DC e PDT recorreram ao Tribunal Superior Eleitoral (TSE). Eles questionam decisão do TRE-MS, que absolveu Adriane e Camila. Espinosa Bravo afirma que a análise das provas é válida. Para ele, a decisão do TRE-MS tem fundamentos claros. O TSE não obriga o juiz a detalhar todas as provas. Ele precisa justificar seu convencimento, segundo o vice-procurador.
Espinosa Bravo entende que não cabe nova análise de fatos. A versão do voto vencido não pode prevalecer. O TRE-MS não viu participação das candidatas na compra de votos. A corte considerou as provas insuficientes. Para o vice-procurador, o TRE-MS agiu corretamente.

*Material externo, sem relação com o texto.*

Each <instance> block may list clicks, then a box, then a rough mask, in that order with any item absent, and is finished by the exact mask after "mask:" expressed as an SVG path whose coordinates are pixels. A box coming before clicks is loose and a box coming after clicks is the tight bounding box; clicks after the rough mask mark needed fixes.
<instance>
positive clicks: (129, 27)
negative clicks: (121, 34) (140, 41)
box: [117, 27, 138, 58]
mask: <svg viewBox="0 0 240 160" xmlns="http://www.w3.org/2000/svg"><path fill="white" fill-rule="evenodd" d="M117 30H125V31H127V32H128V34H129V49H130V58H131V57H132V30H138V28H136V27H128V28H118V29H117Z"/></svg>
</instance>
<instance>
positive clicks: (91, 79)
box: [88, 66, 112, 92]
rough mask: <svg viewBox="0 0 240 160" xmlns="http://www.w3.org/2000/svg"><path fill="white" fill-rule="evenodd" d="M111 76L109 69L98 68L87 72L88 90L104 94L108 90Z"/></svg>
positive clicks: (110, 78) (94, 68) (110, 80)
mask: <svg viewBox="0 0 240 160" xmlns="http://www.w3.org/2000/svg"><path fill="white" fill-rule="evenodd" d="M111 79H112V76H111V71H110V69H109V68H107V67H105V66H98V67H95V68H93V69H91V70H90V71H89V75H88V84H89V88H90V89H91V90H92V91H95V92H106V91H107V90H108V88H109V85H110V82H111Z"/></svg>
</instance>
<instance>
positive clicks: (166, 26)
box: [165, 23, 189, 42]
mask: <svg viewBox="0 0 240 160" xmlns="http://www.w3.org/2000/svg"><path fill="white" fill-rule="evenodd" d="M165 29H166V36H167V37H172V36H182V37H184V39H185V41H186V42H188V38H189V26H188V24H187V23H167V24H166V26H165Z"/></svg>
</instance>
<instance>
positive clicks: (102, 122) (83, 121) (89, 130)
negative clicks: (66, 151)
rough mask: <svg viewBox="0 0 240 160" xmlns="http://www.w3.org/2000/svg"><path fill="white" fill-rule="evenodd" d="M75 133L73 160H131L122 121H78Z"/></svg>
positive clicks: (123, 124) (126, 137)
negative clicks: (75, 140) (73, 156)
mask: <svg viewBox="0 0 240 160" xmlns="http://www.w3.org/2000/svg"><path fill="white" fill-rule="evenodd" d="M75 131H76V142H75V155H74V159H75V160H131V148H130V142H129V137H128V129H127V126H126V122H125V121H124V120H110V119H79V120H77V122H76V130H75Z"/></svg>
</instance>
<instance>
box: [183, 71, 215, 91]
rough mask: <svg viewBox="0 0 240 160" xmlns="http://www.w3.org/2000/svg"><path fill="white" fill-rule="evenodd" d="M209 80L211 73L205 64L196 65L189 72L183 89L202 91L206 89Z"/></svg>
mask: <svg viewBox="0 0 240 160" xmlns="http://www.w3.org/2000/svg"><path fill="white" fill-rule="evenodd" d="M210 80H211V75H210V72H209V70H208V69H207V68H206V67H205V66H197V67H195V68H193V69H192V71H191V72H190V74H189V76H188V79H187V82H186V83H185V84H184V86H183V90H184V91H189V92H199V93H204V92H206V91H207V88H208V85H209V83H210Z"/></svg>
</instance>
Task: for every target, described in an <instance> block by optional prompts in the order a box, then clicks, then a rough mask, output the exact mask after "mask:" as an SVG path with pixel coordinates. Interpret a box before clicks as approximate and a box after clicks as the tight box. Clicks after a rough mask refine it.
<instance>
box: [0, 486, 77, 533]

O TRE-MS considerou os elementos como indícios. Para a corte, não havia provas da participação de Adriane e Camila. Espinosa concordou com essa análise. Ele entendeu que as provas não demonstram o conhecimento das candidatas sobre a suposta compra de votos. A ministra Estela Aranha é a relatora do caso no TSE. Ela tomará a decisão final.
A denúncia alega uso de igrejas na campanha. Segundo a acusação, pastores foram usados como cabos eleitorais. Eles estariam na folha de pagamento da prefeitura. A denúncia aponta abuso de poder religioso e econômico. A nomeação de líderes religiosos em cargos públicos também é questionada. O uso de recursos públicos para apoio político é outra acusação.